16. The unexcused failure to attend three (3) consecutive or six (6) meetings in a consecutive twelve-month period shall constitute good cause for the removal of a Director.

17. A Director may resign at any time by giving written notice to the Board and the Secretary of the Association.  Unless otherwise specified in the notice, the resignation shall take effect upon receipt thereof by the Board or the Secretary.  Acceptance of the resignation shall not be necessary to make it effective.  The resigning director shall surrender all records, property, and any other items pertinent to the Association immediately upon their resignation.

18. No officer or director shall for reason of his or her office or directorship be entitled to receive any salary or compensation but will be reimbursed for approved expenses on the behalf of the Association.                                                        


 

ARTICLE VII – OFFICERS

The officers of the Association and their respective terms shall be as follows:

1.      President - 4 years

2.      Vice-President - 3 years

3.      Secretary - 2 years

4.      Treasurer - 2 years

5.      Membership Secretary - 2 years

6.      Corresponding Secretary - 2 years

7.      Recording Secretary- 2 years

1.  President:

a.      It shall be the duty of the President to preside at membership meetings of the Association and to preserve order therein.  He/She shall appoint all committees and shall also have the right to serve on all committees by virtue of his/her office, and in general, shall perform all duties incident to the office of President, and such other duties as may be assigned by the Board of Directors, or membership from time to time;  

b.      The President shall decide all questions of order, subject to an appeal from the membership, if a valid objection has been taken by an interested member, which appeal shall be determined by a majority vote of the Directors present and voting;

c.      The President shall cast the deciding vote when a tie occurs on any question;

d.      The President shall announce the result of all votes and shall have the power to call special meetings;

e.      The President is one of the officers who must sign checks or drafts of the Association, under the signature of the Treasurer.  

2.  Vice-President:

Shall, in the event of the absence or inability of the President to exercise his/her office, become acting President of the Association with all the rights, privileges and powers as if he/she had been the duly elected President.  In addition, the Vice-President shall perform such acts as shall be delegated by the President.

3.  Secretary:

Shall, in the event of the absence or inability of the President and Vice-President to exercise his/her office, become acting President of the Association with all the rights, privileges and powers as if he/she had been the duly elected President.  In addition, the Secretary shall perform such acts as shall be delegated by the President, as well as supervise fund raising activities.

4.  Treasurer:

a.      Shall have the care and custody of all monies belonging to the Association and shall be responsible for such monies or securities;

b.      Shall be one of the officers who signs checks or drafts of the Association; 

c.      Shall render, at stated periods, written account of the finances of the Association;

d.      Shall exercise all duties incident to the office of Treasurer.

5.  Membership Secretary:

a.      Shall keep the membership records of the Association in good order;

b.      Shall receive a record of all deposits and withdrawals of the Association;

c.      Shall report directly to the Treasurer.

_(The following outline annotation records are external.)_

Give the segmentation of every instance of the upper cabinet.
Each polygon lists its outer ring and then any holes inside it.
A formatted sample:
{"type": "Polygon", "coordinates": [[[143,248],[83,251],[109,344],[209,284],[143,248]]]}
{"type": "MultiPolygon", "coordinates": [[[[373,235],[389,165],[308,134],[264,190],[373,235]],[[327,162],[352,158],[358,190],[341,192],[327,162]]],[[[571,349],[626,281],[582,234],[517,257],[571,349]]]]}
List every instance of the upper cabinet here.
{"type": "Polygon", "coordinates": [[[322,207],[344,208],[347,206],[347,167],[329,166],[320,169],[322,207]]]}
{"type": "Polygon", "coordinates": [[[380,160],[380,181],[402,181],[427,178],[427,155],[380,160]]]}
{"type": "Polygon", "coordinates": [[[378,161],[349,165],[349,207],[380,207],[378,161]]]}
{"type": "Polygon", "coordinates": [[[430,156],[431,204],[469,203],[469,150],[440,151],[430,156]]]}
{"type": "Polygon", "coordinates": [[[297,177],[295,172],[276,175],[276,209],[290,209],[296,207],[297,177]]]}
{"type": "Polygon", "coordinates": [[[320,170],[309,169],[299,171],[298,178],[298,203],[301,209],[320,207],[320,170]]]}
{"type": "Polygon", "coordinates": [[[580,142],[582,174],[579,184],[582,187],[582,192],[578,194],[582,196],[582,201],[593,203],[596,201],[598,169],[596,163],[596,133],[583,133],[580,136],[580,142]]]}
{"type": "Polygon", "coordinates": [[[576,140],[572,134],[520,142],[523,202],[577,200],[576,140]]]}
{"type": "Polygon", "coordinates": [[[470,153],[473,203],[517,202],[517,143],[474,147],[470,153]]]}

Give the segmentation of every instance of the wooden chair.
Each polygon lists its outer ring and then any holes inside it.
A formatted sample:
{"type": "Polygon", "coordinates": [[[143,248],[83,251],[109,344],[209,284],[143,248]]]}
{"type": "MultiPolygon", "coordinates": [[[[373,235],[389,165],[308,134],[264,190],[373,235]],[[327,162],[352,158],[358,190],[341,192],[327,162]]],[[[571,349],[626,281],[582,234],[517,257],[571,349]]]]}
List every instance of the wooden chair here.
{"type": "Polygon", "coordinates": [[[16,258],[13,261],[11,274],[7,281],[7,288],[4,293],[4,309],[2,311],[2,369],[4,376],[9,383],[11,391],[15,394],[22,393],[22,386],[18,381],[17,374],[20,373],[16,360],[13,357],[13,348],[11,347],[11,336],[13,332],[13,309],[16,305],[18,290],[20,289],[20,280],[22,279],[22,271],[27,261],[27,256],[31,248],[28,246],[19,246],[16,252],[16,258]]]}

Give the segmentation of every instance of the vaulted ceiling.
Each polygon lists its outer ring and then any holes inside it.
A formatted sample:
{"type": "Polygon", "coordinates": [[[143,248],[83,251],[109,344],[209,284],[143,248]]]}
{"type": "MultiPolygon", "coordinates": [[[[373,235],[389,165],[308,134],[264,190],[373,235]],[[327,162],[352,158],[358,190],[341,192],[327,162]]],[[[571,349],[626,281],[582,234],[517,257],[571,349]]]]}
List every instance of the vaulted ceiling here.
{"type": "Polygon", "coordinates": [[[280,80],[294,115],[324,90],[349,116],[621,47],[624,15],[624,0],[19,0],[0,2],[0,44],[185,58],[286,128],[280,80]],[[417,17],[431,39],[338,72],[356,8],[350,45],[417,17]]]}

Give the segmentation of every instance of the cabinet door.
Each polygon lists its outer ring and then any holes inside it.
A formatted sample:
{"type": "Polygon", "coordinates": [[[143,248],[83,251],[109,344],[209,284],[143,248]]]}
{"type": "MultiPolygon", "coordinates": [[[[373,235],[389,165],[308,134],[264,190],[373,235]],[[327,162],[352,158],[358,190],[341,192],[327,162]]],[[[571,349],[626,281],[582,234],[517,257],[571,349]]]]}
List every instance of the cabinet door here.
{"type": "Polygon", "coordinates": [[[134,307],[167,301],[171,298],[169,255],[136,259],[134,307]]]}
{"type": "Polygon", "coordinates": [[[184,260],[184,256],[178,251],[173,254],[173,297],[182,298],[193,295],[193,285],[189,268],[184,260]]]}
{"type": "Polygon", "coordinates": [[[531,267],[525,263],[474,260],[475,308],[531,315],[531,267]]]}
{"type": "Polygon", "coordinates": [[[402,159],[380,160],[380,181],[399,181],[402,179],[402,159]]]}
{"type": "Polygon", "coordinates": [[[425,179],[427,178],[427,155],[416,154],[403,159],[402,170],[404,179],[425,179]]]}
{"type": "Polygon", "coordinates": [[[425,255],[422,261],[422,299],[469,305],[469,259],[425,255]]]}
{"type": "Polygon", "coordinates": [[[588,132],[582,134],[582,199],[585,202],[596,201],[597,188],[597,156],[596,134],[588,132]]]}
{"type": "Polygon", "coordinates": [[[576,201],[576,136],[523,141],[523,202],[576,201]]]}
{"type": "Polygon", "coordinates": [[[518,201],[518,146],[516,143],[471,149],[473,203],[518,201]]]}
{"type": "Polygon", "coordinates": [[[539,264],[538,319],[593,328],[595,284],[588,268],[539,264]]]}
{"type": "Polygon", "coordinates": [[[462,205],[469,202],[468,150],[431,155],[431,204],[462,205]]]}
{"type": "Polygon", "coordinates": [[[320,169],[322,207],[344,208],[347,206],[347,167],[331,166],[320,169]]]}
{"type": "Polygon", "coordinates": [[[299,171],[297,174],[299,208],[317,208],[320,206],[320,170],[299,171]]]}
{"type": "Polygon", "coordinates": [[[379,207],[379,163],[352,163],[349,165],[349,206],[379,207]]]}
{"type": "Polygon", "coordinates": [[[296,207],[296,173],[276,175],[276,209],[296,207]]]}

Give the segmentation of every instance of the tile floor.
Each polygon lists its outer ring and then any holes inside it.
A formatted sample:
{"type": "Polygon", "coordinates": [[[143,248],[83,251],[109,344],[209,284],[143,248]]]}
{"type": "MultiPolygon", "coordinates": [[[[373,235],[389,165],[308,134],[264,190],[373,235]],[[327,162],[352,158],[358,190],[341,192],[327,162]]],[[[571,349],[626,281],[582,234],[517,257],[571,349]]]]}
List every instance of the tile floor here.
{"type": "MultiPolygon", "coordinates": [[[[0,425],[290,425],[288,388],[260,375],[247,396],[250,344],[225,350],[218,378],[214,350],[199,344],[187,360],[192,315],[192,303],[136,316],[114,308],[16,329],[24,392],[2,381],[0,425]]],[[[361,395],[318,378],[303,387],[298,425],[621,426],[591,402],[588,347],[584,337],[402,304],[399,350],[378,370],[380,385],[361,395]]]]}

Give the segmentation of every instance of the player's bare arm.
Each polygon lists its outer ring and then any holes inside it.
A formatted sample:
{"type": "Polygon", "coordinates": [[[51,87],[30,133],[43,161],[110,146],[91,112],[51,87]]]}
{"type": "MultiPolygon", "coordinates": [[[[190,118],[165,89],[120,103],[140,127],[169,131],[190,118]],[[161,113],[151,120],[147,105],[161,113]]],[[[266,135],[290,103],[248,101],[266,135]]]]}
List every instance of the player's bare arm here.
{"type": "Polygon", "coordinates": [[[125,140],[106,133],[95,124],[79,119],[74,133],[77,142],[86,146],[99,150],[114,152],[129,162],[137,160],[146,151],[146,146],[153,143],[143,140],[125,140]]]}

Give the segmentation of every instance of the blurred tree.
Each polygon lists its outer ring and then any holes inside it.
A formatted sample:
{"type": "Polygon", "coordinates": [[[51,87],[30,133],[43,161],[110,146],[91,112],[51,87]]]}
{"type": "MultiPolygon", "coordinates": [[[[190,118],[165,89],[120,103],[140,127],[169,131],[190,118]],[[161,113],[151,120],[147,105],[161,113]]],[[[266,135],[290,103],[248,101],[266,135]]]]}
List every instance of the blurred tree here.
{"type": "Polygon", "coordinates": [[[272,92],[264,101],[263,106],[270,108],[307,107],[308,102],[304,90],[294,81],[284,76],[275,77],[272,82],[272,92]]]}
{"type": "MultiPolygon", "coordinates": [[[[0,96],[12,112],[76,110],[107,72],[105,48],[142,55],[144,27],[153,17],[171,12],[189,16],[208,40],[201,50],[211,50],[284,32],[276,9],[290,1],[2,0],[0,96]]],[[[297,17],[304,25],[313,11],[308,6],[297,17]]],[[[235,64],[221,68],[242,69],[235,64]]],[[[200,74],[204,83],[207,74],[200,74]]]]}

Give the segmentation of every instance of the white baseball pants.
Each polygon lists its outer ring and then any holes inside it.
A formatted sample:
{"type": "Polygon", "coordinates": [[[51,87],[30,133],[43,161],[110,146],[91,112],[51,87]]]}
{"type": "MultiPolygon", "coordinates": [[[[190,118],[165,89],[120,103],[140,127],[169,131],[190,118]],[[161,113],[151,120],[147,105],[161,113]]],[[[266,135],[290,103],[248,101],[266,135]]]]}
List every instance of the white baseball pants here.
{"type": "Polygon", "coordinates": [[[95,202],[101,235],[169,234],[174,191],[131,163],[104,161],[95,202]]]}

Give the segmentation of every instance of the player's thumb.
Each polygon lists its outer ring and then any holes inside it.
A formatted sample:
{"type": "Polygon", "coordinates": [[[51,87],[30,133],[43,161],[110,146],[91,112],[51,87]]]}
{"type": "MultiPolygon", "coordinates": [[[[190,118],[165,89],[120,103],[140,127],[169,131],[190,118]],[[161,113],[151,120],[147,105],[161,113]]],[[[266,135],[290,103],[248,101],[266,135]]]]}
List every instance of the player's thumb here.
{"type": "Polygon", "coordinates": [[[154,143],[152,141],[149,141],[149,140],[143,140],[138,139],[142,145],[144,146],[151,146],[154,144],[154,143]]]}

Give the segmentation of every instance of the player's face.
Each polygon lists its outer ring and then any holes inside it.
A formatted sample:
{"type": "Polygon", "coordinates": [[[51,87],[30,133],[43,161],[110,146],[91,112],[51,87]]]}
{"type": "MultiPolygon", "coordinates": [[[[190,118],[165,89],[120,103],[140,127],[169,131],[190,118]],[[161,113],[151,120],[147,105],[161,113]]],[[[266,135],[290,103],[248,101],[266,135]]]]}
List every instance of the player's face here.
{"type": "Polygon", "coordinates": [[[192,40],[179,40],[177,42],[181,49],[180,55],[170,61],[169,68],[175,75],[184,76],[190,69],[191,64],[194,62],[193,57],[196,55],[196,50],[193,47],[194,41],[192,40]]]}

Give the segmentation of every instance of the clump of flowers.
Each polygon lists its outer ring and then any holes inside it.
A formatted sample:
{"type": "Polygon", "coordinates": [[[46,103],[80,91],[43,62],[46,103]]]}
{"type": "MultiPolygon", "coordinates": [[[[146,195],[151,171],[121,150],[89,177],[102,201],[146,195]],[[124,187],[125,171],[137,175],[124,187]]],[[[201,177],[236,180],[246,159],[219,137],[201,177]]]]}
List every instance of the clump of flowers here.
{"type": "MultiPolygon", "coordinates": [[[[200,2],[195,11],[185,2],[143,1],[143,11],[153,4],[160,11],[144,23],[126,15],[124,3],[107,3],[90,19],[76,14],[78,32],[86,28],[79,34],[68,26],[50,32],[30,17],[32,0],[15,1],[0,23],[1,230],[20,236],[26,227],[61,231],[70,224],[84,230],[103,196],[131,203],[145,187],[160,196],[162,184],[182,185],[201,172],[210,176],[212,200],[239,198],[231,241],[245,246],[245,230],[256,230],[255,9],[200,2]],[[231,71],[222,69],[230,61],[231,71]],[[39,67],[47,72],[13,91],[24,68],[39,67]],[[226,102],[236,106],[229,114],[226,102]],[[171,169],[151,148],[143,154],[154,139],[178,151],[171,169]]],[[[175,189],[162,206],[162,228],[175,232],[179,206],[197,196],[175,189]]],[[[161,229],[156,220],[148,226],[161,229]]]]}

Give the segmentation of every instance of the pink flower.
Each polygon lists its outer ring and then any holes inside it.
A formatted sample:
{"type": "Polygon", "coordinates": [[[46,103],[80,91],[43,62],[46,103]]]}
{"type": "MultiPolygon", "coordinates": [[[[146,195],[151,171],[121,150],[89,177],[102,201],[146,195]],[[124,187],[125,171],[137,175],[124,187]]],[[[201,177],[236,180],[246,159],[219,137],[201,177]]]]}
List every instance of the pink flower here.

6.  Corresponding Secretary:

a.      Shall see that all notices shall be given in accordance with the provisions of these By-Laws;

b.      Shall present to the membership and/or Board of Directors any communications addressed to the Association;

c.      Shall compose all newspaper announcements and post all notices as required;

d.      Shall attend to all correspondence of the Association and shall exercise all duties incident to the office of Corresponding Secretary.

7.  Recording Secretary:

a.      Shall attend general membership meetings of the Association and to keep minutes of the proceedings;

b.      Shall keep a record of names of the members comprising each committee;

c.      In the absence of the Recording Secretary, the President shall appoint a member to act as Recording Secretary who shall have the duties set forth above.  The President shall appoint a member or members to keep minutes of every meeting of the members involved;

d.      Minutes of meetings shall be read and approved at the next following meeting.

 


 

ARTICLE VIII – COMMITTEES

1.      The Board of Directors shall create as many committees as it may deem necessary for the carrying out of the objectives of the Association.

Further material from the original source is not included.